Another technical problem that is encountered when designing data models for a traditional row-oriented RDBMS relates to the issue of slowly-changing dimensions. Very often, these will necessitate complex join operations between the fact table and the dimension tables, based on time periods and other keys. This too can make it very difficult for business users to navigate the corporate data: how can they be sure that joins will always be clearly defined and produce the right results? Often, the larger the database, the more complex the data model will be, and the more difficult it will be to maintain good performance. Frequently, business users will be limited to simple queries that don’t produce much real business value, and will ultimately come away with a poor overall experience of the data warehouse.

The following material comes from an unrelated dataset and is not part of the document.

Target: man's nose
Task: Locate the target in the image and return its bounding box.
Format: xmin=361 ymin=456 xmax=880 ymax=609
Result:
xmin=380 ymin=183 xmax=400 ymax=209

A CDBMS database, on the other hand, offers extreme flexibility in data modeling, mainly because row weight is no longer an issue. The number of columns in a table is not really important when a query is executed, because only the columns referenced in the query will be read into memory. How does this affect data model design? The first advantage is that it enables data denormalization, which reduces data model complexity. What business user doesn’t understand an Excel worksheet? This “flat” view of the data is precisely what data denormalization can bring. Denormalization can be full or partial depending on the aspect of the data model that needs to be simplified.
Another advantage of CDBMS in data modeling is the reduced complexity of managing slowly changing dimension tables. Attributes associated with slowly changing dimensions can be directly integrated into the fact table at the time the rows are inserted, so the attributes will be in synch and the number of join operations will be reduced. If required, a dimension table can also be used to enable data analysis based on either current or past dimension settings. For example, after restructuring a the structure of a product family, it will be possible to execute sales analyses comparing the historical product family structure with the new one.
When the data model is simplified, DBA tasks are simplified as well, since there are less joins to define and manage. Depending on the nature of the CBAT implementation, another advantage for the DBA is a reduction of the costs associated with data model change. The column decomposition concept makes it is easy to add or remove a column of a given table or to change its size. These kinds of change can be applied without having to offload/reload data or reorganize a table, often very expensive processes to execute.
Removing the constraints on I/O sub-system performance from the data modeling phase enables a better end-user experience, and should improve the quality of knowledge within the enterprise. End-users will be able to execute ad hoc queries more easily to discover new patterns in the data, resulting in better business intelligence. The DBA’s job will also become less complex: instead of tuning the data model for performance, they will be in a position to tune the data model to enable easy access. This advantage directly translates into business value, and improves the overall return on investment in the data warehouse. While this might require implementation of a more complex ETL process, if the result is delivery of real business value and business user empowerment, the trade-off will normally be considered worthwhile.
The ability to react more quickly to any market change: isn’t this what any enterprise would wish to make possible with their data warehouse? The CDBMS approach is great way to achieve this goal.